* Critical Numbers: DOI’s Fish & Wildlife Service (FWS) announced a new “take” rate for bald eagles starting February 1. It’s a higher number resulting from an expanded bald eagle population. (Recall that “take” is wildlife parlance for harassing or even killing wild animals, deliberately or “incidentally.”) The new take allowance is based on a F&WS estimate of 316,708 bald eagles in the US (golden eagles, more rare, are not part of this change). The Service uses a “20th quantile” calculation resulting in a lower estimate of 273,327 bald eagles, quite a contrast with a 2009 estimate of 62,180 eagles. The 2016 “take rate” of 0.06 is increased to 0.09 resulting in a new take limit of 15,832 eagles. It’s critical to note, though, how that allowance contrasts with reality: in 2020 the allowed take was 3,731 eagles but the actual “permitted take” was 490 eagles…NOAA starts a required 5-year review of the North Atlantic right whale and is seeking new information on “status, threats, and recovery,” due May 4. The review must evaluate the possibility of “the present or threatened destruction, modification, or curtailment of its habitat or range.” Another is to look at “natural or manmade factors affecting its continued existence” and “status and trends of threats to the species and its habitats.” Hopefully the new analysis will be timely and inform decisions about upcoming major construction in the Atlantic.
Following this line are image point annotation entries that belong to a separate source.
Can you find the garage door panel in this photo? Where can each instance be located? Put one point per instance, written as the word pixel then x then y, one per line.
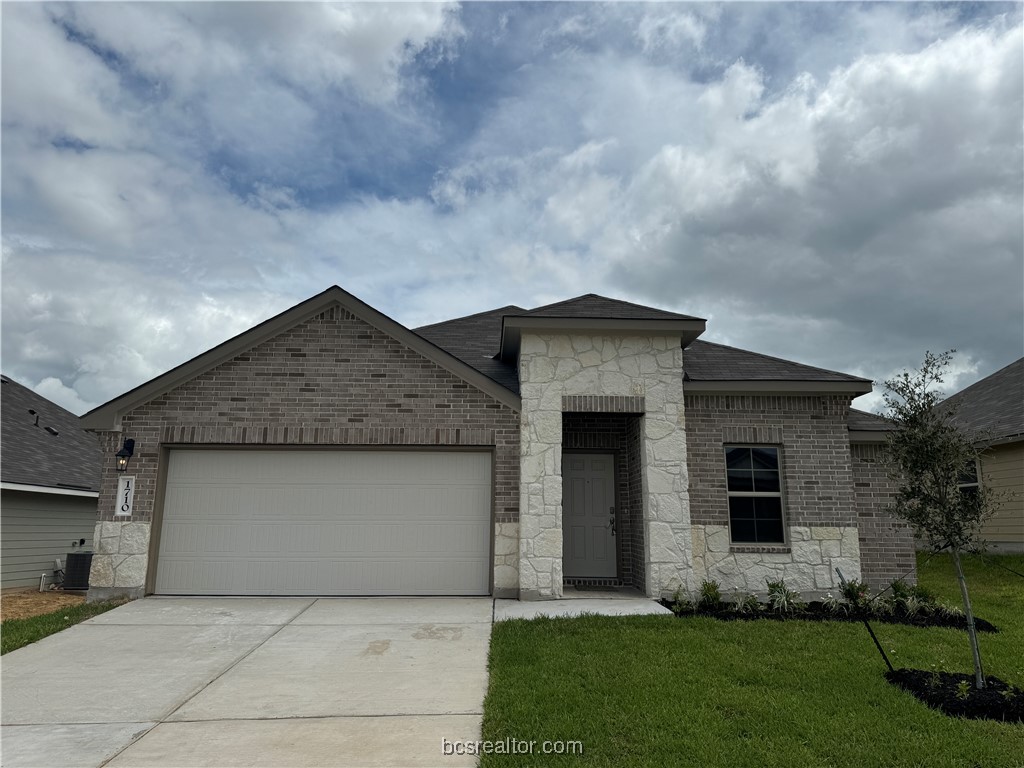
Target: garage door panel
pixel 326 522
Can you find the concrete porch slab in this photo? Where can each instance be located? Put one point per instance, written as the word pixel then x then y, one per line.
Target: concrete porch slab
pixel 365 670
pixel 207 610
pixel 355 610
pixel 611 606
pixel 95 673
pixel 336 741
pixel 54 744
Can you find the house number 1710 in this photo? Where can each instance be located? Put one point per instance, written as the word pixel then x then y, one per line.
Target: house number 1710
pixel 126 496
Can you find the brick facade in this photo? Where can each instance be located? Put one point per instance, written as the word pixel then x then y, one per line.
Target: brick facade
pixel 814 441
pixel 886 542
pixel 333 380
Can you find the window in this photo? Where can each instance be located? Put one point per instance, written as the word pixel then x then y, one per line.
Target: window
pixel 968 480
pixel 755 494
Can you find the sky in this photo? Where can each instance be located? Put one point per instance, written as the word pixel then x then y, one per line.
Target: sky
pixel 840 184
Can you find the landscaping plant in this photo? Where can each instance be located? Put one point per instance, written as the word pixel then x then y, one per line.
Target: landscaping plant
pixel 927 456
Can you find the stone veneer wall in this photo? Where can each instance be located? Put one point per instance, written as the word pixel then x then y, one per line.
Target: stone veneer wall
pixel 333 380
pixel 817 482
pixel 560 372
pixel 619 434
pixel 886 542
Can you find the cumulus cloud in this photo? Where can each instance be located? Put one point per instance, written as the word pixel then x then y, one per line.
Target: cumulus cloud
pixel 841 186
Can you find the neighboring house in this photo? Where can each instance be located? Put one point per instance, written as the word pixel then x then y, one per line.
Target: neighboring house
pixel 992 410
pixel 49 482
pixel 331 451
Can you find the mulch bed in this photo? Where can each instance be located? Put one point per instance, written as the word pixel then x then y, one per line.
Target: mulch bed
pixel 939 690
pixel 815 611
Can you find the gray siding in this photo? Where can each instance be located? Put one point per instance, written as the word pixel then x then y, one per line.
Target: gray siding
pixel 35 528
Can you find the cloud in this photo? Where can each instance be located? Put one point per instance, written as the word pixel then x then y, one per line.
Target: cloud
pixel 841 186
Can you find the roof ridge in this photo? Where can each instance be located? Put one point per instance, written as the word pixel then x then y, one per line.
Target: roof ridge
pixel 984 380
pixel 781 359
pixel 467 316
pixel 607 298
pixel 36 394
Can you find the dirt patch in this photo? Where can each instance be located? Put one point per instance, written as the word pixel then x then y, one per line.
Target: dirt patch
pixel 28 604
pixel 954 694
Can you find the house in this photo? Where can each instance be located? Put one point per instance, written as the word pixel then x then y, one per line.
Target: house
pixel 49 482
pixel 331 451
pixel 992 410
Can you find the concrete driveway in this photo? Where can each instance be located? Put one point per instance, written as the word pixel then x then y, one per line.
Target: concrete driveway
pixel 251 682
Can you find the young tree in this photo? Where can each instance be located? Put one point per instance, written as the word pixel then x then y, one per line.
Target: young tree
pixel 928 457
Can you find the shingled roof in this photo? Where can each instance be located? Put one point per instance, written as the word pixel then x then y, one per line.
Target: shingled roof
pixel 994 406
pixel 862 421
pixel 55 453
pixel 474 340
pixel 600 307
pixel 705 360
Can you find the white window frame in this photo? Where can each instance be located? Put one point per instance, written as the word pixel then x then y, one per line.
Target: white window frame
pixel 780 495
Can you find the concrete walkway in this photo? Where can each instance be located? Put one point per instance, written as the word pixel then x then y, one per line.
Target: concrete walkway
pixel 251 682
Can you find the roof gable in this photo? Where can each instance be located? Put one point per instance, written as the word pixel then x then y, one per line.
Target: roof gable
pixel 33 455
pixel 711 364
pixel 109 415
pixel 474 339
pixel 993 406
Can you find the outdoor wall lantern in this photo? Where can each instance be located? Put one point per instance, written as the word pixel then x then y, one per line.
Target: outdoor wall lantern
pixel 125 454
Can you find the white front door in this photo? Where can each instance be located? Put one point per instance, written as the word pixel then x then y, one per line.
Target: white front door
pixel 588 515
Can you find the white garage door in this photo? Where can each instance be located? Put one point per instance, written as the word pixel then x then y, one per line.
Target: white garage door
pixel 326 522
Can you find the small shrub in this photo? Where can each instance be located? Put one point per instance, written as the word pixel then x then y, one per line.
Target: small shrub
pixel 911 606
pixel 711 595
pixel 923 594
pixel 857 594
pixel 749 605
pixel 885 607
pixel 780 599
pixel 834 604
pixel 950 611
pixel 900 590
pixel 680 603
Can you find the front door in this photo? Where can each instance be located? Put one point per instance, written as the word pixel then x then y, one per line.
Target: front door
pixel 588 515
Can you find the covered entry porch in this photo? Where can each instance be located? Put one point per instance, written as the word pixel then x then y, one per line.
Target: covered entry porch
pixel 602 501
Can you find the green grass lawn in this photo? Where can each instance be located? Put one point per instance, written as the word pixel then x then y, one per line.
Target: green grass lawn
pixel 665 691
pixel 16 633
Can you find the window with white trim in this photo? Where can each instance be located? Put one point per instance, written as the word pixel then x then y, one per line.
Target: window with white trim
pixel 755 486
pixel 968 480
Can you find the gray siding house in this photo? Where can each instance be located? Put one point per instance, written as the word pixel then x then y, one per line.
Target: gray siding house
pixel 331 451
pixel 49 482
pixel 992 410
* Pen Pals: Recall the letter a few weeks ago from the House Committee on Energy and Commerce to TVA suggesting that TVA wasn’t doing its customers right regarding rates, climate policies and renewable energy. TVA’s reply, in a 16-page letter signed by President and CEO Jeffrey J. Lyash, was sent, as requested, to E&C on February 2. It’s not an unfriendly letter. In fact Lyash’s closing statement is “please consider TVA both a partner and a resource going forward.” The E&C Committee might notice: TVA’s unionized workforce, it receives no federal appropriations, it works with 153 local power companies and that renewable investments have to be balanced with the need for reliability considering that wind and solar are so intermittent. And one other thing: economic development – $45.9 billion in regional capital investment over the last five years. Energy in TVA territory is reliable and affordable and on a low-carbon roadmap. You think these new friends will write again?
* Getting Back to Work: DOE announced last week it is reestablishing the National Advisory Committee on Coal; that charter lapsed last November because DOE needed to evaluate the Committee’s scope of work and whether it needed to expand. The re-start has “been deemed essential to the conduct of the Department’s business and in the public interest.” DOE writes that the charter has been “modernized” to “reflect matters currently faced by the coal industry, workers, and communities.” Another critical energy decision last week was the Coast Guard’s final rule regarding risk assessments for port LNG facilities. Of significance is the allowance that operations limited to handling LNG as fuel – as opposed to cargo – can meet required safety analyses with an “operational risk assessment” instead of a much bigger and broader “waterway suitability assessment.” The rule is effective March 4.